Although he starts out in the south of Ireland, he gradually drifts northwards, inexorably drawn back to his origins and the ghost-like traces that can be heard on the wind or seen in the wallpaper peeling away in his family's now-abandoned house. Along his journey, archival footage is interwoven with topographical images, the past another layer making up the land - our apparent need to define our spaces made manifest even as the magnitude of the onscreen landscapes makes a folly of such intentions. We lose our sense of scale with this landscape - most particularly when Eoghan disappears from shot - as close-ups of the textures of tree bark or mossy ground take on the same topographical significance as the broader landscape, and it sometimes becomes difficult to tell whether we're looking at a wide shot or a close up.
Within this, Pat Collins holds shots static once Eoghan sets up his microphone in a given location, the image flattening (again, playing with our sense of scale and perspective) as we hear what the microphone is recording, and the sound - birds, insects, water, and the ever-present wind - gives the image new dimensions. This increasingly puts us in Eoghan's place as we learn to attune ourselves to the surroundings in a different way.
The film suggests that silence exists in the interstices, between sounds or "before the first note of a song" as one character phrases it, but the construction of the soundscape that Eoghan travels through also contains the suggestion that there is no silence to be found. "Too much silence'll drive a fella mad," asserts the first person he encounters when he arrives back in Ireland - but Eoghan finds people for whom silence is preferable to the outside world, and perhaps what he's pursuing isn't silence so much as 'quiet'. More than one of characters he meets on his journey posits that sound is always present in some form and that 'silence' is down to individual perception.

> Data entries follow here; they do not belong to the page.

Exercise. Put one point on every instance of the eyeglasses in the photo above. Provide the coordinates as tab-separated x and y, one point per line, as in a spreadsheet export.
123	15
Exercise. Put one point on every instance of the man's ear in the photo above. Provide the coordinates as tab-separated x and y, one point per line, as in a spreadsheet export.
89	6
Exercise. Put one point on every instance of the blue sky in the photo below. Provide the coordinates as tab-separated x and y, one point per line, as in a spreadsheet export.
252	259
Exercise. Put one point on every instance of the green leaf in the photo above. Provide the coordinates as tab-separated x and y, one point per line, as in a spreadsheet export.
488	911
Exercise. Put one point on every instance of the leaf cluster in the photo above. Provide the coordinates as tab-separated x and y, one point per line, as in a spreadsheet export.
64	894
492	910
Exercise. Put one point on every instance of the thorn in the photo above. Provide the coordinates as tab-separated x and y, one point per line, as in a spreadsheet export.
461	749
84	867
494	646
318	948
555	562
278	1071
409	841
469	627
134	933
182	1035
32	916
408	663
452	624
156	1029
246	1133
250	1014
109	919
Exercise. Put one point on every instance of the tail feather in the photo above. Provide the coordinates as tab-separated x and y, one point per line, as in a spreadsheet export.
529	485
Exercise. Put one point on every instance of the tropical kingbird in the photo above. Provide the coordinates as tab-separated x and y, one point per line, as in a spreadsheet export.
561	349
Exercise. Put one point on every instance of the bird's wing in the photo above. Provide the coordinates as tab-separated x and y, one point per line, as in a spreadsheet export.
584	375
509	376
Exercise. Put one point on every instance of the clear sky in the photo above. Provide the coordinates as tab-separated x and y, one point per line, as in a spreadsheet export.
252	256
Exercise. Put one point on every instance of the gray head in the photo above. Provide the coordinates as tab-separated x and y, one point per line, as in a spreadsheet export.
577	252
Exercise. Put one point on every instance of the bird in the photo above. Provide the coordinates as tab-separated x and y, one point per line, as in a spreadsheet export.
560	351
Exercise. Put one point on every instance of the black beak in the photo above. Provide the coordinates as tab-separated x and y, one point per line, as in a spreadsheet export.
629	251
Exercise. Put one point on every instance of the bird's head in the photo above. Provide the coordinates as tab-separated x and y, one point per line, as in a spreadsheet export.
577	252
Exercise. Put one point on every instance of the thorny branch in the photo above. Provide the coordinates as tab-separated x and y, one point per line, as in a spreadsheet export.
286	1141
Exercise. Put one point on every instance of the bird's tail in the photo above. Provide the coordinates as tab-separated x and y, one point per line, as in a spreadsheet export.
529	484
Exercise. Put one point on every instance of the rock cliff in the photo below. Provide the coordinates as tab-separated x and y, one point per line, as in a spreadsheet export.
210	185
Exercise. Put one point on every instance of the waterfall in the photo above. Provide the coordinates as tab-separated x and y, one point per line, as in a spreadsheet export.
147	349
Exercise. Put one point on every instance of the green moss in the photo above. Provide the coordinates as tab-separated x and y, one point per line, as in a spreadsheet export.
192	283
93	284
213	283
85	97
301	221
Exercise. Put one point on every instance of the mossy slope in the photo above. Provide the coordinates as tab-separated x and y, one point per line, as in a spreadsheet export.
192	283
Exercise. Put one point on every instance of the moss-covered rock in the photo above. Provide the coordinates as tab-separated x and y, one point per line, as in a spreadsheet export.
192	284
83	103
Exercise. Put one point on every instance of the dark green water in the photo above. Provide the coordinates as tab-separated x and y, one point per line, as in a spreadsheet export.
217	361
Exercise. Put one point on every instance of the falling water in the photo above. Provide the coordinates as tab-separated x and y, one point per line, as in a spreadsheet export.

Silence also accumulates a sense of loss as Eoghan collects the stories of the locations he visits - stories of migration, abandonment, of seeking a better life elsewhere. As he moves northwards, the locations become ever more sparsely populated and the presence of something lost grows stronger.
By the time he reaches Tory island, where he grew up, and enters the abandoned family home, the aural layer of the film is at its most evocative and overwhelming as Collins creates sound bridges between the present and the remembered past - for example, the memory of a parent's footsteps on the stairs blends with the sound of Eoghan walking up the same stairs in the present. Several times earlier in the film we have seen Eoghan play with sound by opening and closing windows. As the past aurally spills into the present, we see that some of the windowpanes in this house are broken - there is no holding back or controlling the sound here, and no distancing mechanism left for the sound recordist who is without his headphones. He finds his roots and loses them again simultaneously.